Nonetheless, this problem is solvable by implementing the tools for tracking the commodity and quantifying the commodity. It's a large problem to tackle, but one that can be reasonably accomplished.

However, the second and probably the most difficult problem is that of super-saturation of supply. On the Internet, very little barriers to entry exist for players to enter the market. As such, a nearly infinite supply of advertising could exist at any given time, making prices (theoretically) approach zero. Corn has held it's value as a commodity for 40 years, so while the market has become highly commodified, large economies of scale exist as barriers to entry into the market for small producers making the supply side relatively predictable. In addition to this, limits exist to the total production, since there is only so much arable land and yields are only so high (in terms of bushels/acre).

On the Internet though, there are no such predictable limits to supply. A nearly infinite number of websites can exist for a particular niche or topic. Practically speaking, this isn't the case, but it's clear that as technological capabilities continue to increase and prices are reduced, the barriers to entry are lowered instead of getting higher. As such, quantifying the supply side is difficult, and instinctively it seems like it will continue to grow, leading to a continued reduction in prices.

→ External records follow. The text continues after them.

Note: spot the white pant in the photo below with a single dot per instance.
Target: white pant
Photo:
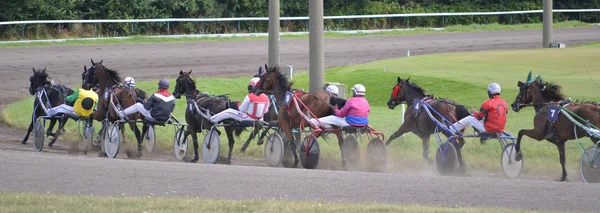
(478, 124)
(233, 114)
(331, 120)
(138, 107)
(63, 108)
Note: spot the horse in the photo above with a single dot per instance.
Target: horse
(108, 84)
(289, 117)
(421, 124)
(185, 85)
(55, 93)
(541, 95)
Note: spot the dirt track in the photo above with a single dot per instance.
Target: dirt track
(242, 58)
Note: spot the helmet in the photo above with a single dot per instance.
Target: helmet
(494, 88)
(129, 81)
(332, 89)
(359, 89)
(254, 81)
(163, 83)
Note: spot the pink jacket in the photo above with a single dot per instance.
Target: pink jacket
(356, 111)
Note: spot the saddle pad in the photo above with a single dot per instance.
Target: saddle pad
(553, 112)
(288, 99)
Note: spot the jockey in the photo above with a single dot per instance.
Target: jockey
(158, 107)
(333, 92)
(253, 107)
(356, 111)
(85, 103)
(129, 82)
(491, 116)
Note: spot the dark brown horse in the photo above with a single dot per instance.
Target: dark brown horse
(288, 117)
(108, 84)
(56, 95)
(185, 85)
(420, 123)
(543, 95)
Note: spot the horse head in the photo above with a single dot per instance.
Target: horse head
(37, 80)
(184, 85)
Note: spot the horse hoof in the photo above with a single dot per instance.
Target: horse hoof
(519, 156)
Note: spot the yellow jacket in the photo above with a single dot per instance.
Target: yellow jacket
(79, 95)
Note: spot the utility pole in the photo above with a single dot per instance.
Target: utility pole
(274, 32)
(316, 56)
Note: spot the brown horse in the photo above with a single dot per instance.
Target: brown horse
(108, 84)
(185, 85)
(288, 117)
(543, 95)
(420, 123)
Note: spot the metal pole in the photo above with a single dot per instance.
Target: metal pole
(547, 37)
(274, 32)
(316, 37)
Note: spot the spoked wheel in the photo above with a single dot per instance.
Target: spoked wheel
(180, 144)
(511, 167)
(377, 154)
(38, 134)
(211, 147)
(274, 150)
(112, 140)
(87, 138)
(309, 152)
(589, 165)
(150, 138)
(446, 159)
(350, 152)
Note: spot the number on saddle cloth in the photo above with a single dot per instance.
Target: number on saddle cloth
(288, 99)
(417, 103)
(553, 113)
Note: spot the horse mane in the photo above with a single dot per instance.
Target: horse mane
(551, 90)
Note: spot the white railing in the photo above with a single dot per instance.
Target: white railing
(291, 18)
(240, 19)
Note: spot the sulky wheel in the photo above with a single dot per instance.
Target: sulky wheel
(274, 150)
(211, 146)
(112, 140)
(377, 155)
(511, 167)
(309, 152)
(150, 138)
(180, 144)
(350, 152)
(446, 159)
(87, 138)
(589, 165)
(38, 134)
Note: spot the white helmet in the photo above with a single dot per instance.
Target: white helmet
(129, 81)
(359, 89)
(332, 89)
(254, 81)
(494, 88)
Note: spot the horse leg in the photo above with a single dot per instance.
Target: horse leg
(229, 132)
(561, 151)
(24, 141)
(532, 133)
(425, 141)
(403, 129)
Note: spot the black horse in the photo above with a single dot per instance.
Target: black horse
(420, 123)
(185, 85)
(56, 96)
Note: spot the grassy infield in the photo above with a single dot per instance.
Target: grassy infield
(459, 76)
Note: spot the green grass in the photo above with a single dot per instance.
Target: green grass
(453, 28)
(462, 77)
(33, 202)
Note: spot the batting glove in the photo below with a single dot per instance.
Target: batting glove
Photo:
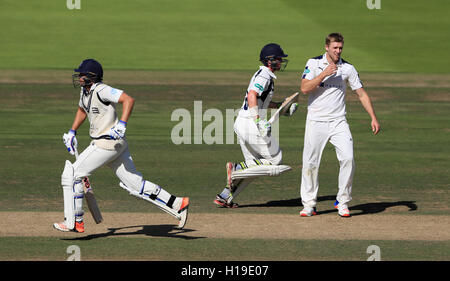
(292, 109)
(70, 141)
(264, 127)
(118, 130)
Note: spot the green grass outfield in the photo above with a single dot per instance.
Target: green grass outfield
(403, 36)
(402, 171)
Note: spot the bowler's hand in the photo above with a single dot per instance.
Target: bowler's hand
(331, 69)
(118, 130)
(375, 126)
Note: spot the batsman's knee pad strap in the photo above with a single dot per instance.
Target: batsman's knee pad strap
(67, 175)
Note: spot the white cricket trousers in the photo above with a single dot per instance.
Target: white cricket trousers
(317, 134)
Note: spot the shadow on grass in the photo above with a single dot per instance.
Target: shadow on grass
(367, 208)
(147, 230)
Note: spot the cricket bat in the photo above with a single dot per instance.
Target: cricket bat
(90, 198)
(284, 107)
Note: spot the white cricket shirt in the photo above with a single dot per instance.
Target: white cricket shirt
(327, 102)
(99, 105)
(262, 83)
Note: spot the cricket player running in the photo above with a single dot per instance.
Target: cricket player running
(324, 81)
(108, 147)
(261, 151)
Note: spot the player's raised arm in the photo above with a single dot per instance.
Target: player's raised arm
(308, 86)
(127, 106)
(80, 116)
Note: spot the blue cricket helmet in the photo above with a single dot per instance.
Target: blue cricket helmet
(271, 50)
(92, 67)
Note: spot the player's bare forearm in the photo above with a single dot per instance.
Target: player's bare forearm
(80, 116)
(367, 104)
(273, 104)
(127, 106)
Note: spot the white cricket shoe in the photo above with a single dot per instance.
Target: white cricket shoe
(183, 211)
(343, 210)
(308, 212)
(61, 226)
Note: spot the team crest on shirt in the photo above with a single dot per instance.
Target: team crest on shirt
(259, 86)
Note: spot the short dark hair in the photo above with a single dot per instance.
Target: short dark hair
(334, 37)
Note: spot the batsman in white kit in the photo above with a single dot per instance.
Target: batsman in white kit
(261, 150)
(108, 147)
(324, 80)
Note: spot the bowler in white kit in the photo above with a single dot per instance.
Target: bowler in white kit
(108, 147)
(325, 80)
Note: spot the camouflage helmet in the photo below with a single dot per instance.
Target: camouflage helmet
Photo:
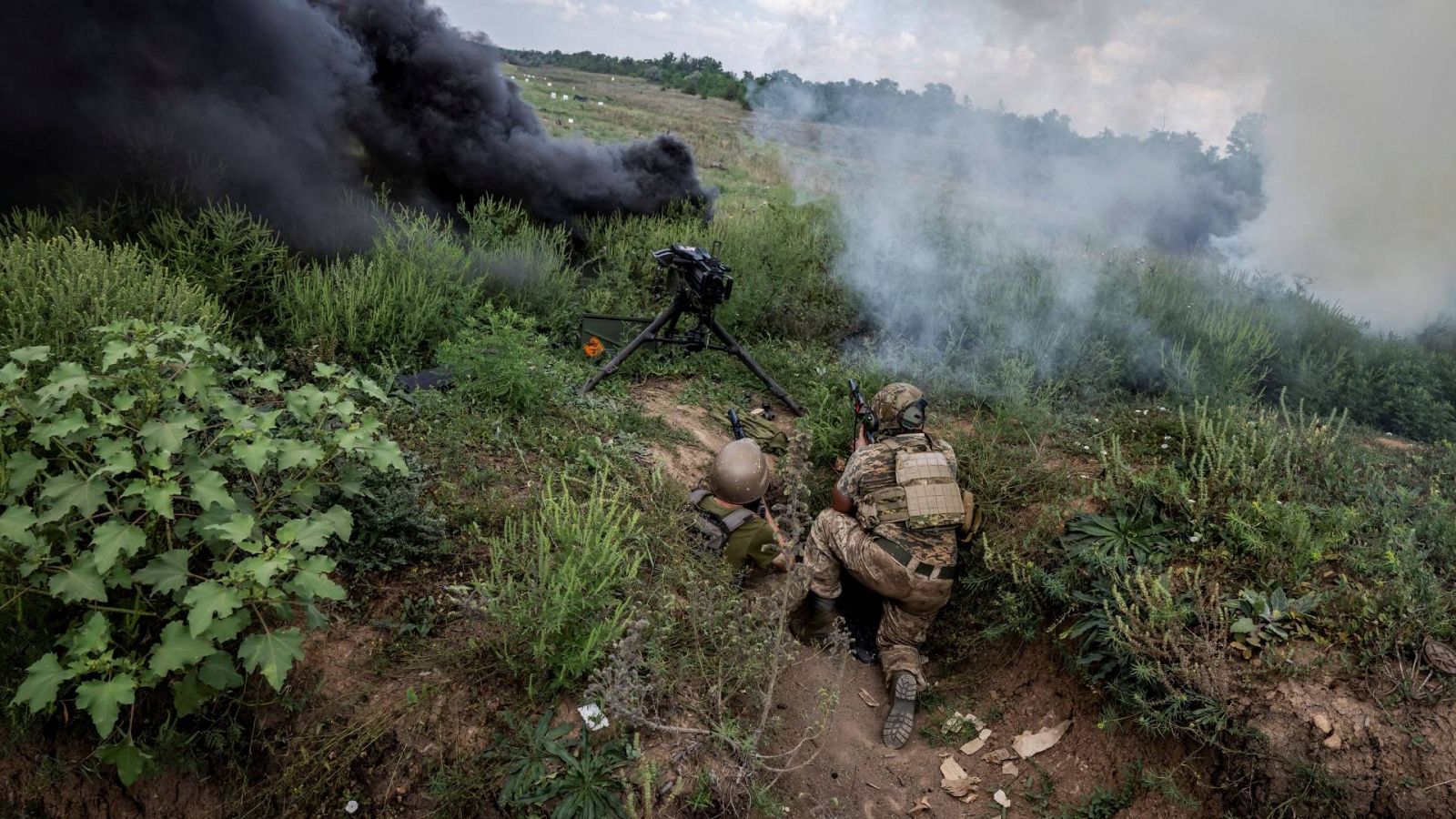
(899, 407)
(740, 474)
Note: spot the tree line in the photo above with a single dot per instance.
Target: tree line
(701, 76)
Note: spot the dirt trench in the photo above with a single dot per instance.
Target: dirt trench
(846, 770)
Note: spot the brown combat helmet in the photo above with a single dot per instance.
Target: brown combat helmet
(899, 407)
(740, 474)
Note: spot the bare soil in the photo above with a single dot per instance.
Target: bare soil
(855, 774)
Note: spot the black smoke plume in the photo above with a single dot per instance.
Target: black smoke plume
(296, 108)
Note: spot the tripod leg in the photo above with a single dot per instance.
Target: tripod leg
(648, 334)
(753, 366)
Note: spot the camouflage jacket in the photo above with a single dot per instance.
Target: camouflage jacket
(873, 467)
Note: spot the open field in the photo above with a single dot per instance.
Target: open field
(1241, 595)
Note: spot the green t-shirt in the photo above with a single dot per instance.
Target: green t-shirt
(752, 544)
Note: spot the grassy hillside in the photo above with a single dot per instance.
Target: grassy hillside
(232, 557)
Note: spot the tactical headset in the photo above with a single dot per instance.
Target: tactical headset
(914, 416)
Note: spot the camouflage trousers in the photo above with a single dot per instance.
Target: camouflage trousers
(837, 542)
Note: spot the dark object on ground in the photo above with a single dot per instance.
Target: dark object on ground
(426, 379)
(699, 283)
(861, 610)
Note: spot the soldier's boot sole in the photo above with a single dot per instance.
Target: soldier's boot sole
(900, 720)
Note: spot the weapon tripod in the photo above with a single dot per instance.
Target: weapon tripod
(662, 329)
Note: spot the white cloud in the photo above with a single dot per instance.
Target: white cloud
(807, 9)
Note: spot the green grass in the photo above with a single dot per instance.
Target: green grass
(1201, 433)
(53, 292)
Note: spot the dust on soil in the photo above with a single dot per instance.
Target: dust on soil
(856, 775)
(1392, 761)
(53, 775)
(688, 464)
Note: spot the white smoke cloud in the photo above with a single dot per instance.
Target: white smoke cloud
(1360, 174)
(1360, 182)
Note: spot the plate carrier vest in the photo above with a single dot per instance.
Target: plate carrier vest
(717, 530)
(925, 494)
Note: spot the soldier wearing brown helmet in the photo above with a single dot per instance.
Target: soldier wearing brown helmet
(895, 525)
(746, 537)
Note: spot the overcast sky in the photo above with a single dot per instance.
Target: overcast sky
(1127, 65)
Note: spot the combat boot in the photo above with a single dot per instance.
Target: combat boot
(900, 720)
(819, 618)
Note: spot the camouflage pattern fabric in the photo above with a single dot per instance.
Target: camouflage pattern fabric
(890, 401)
(837, 542)
(871, 468)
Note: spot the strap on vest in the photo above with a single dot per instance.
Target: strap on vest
(732, 522)
(737, 518)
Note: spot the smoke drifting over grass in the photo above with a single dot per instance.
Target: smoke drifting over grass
(1360, 175)
(296, 108)
(980, 242)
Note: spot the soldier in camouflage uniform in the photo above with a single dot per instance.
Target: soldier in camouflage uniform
(733, 518)
(895, 523)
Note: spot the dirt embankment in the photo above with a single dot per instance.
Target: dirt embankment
(856, 775)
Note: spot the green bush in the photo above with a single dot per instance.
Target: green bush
(162, 506)
(523, 259)
(555, 589)
(411, 292)
(501, 360)
(393, 525)
(53, 292)
(228, 251)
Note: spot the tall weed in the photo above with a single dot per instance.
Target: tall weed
(53, 292)
(228, 251)
(411, 292)
(555, 588)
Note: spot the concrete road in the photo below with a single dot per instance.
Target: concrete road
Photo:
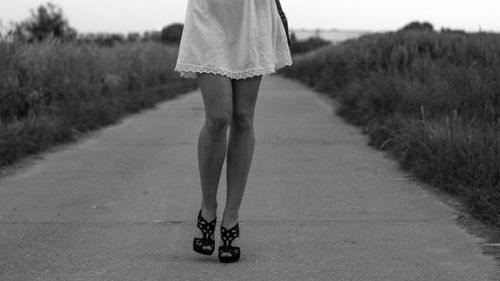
(320, 205)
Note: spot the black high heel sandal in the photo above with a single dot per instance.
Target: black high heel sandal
(200, 244)
(227, 237)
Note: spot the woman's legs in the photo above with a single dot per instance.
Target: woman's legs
(212, 142)
(241, 145)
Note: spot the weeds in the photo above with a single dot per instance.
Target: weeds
(431, 99)
(51, 92)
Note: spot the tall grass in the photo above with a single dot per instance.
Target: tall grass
(51, 92)
(431, 99)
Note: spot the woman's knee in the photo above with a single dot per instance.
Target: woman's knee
(218, 122)
(242, 121)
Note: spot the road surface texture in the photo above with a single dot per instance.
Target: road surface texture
(320, 205)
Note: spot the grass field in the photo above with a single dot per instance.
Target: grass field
(52, 92)
(432, 99)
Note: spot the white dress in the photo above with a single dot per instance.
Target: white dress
(234, 38)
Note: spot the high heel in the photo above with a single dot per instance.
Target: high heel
(227, 237)
(207, 229)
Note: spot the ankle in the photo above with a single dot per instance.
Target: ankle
(209, 214)
(230, 218)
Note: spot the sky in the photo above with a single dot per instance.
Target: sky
(371, 15)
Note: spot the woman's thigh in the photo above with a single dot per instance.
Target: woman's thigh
(217, 95)
(245, 94)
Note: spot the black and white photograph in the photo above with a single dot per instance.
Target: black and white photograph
(249, 140)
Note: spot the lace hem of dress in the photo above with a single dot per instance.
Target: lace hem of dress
(189, 71)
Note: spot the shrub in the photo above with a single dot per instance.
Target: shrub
(50, 92)
(431, 99)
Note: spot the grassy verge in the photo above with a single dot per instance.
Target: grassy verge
(50, 93)
(431, 99)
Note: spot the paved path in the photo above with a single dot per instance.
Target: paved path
(320, 205)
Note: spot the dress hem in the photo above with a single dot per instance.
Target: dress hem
(190, 71)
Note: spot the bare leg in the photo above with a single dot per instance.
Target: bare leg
(212, 142)
(241, 145)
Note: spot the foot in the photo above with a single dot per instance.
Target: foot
(205, 244)
(228, 250)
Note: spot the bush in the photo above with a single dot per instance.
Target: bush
(50, 92)
(298, 47)
(431, 99)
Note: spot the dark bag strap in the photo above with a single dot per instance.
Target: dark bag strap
(284, 20)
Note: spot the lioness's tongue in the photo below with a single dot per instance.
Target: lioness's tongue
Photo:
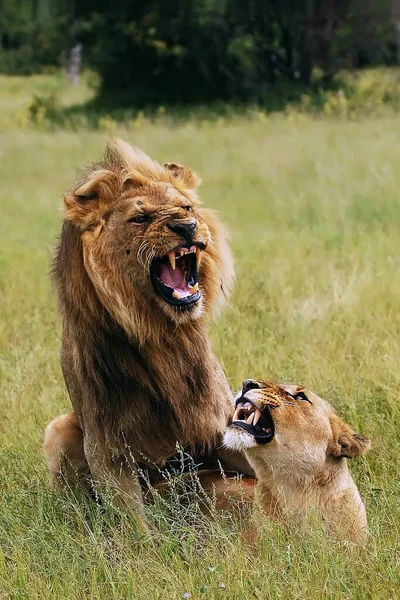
(174, 279)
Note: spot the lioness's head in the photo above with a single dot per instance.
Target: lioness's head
(291, 428)
(148, 247)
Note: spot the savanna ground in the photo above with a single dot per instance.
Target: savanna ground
(313, 209)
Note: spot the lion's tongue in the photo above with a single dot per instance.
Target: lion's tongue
(175, 280)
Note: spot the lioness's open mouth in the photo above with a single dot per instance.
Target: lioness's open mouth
(257, 423)
(175, 276)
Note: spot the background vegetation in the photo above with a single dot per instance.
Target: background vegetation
(288, 109)
(311, 199)
(200, 50)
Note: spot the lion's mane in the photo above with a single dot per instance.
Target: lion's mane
(142, 375)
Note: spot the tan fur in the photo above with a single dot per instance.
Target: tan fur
(140, 373)
(304, 466)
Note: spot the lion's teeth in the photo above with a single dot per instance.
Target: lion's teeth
(172, 259)
(236, 415)
(198, 257)
(257, 415)
(250, 418)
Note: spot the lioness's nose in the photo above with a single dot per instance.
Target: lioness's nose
(184, 228)
(249, 384)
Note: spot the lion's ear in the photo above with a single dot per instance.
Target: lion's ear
(88, 201)
(184, 175)
(346, 442)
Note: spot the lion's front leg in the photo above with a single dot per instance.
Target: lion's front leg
(115, 476)
(63, 448)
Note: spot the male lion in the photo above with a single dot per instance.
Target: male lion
(297, 446)
(138, 269)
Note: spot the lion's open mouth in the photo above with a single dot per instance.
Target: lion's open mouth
(175, 276)
(257, 423)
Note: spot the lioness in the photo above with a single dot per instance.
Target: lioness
(297, 446)
(139, 268)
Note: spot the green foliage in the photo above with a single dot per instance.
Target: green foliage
(312, 207)
(50, 103)
(199, 51)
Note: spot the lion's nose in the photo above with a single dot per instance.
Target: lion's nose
(249, 384)
(186, 229)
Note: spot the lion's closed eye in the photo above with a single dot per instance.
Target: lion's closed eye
(141, 218)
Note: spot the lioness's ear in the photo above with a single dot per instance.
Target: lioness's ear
(346, 442)
(85, 204)
(184, 175)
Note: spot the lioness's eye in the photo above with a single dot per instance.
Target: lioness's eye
(138, 219)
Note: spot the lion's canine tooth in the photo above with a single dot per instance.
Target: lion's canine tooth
(257, 415)
(236, 415)
(198, 257)
(172, 259)
(250, 418)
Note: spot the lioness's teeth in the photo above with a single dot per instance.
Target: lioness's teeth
(198, 257)
(172, 259)
(250, 418)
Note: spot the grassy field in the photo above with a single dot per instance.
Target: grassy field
(313, 210)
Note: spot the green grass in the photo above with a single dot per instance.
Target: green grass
(313, 211)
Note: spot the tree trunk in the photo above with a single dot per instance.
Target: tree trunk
(396, 23)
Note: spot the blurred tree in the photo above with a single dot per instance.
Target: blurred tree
(185, 50)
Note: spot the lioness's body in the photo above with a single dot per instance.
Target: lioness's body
(139, 370)
(302, 466)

Many analysts laud an ever increasing growth in the viewership online, but very few can accurately quantify the supply side for advertisers. Lowered prices are (in the short term) great for advertisers, but they're not very good for the market as a whole, since over the long term, the total amount of capital in the market will shrink. A few plausible solutions to the problems of super saturation, are consolidation or "closed markets". Consolidation would reduce the amount of players in the game and erect significant barriers of entry to competition. Closed markets would partly solve the problem by forcing players to only trade their commodities on one platform and the owners of the platform could dictate who participated in the market. Presumably, this closed market would command the lion's hare of supply and if advertisers wanted space, they would be forced to purchase it through this market. Neither of these solutions are entirely favorable because they entail significant risk and smack of non-competitiveness.

At this point, consolidating the supply side would require billions of dollars of acquisition capital. Closing up the market would also be very difficult because the current ad platform market and quant market is fragmented and idiosyncratic.

Social Capital helps solve a part of this problem by introducing a new concept of value to the space and proposes to quantify the value of social interactions to both traders and buyers of the commodity. As such, it can be subversive insofar as it can be introduced without triggering the alarm bells of the major players.

Without something like social capital though, are there other solutions to this economic issue? Because it is an issue. Remember that, as the supply side of the industry super saturates, the prices available to the lowest and mid tier publishers will decline significantly.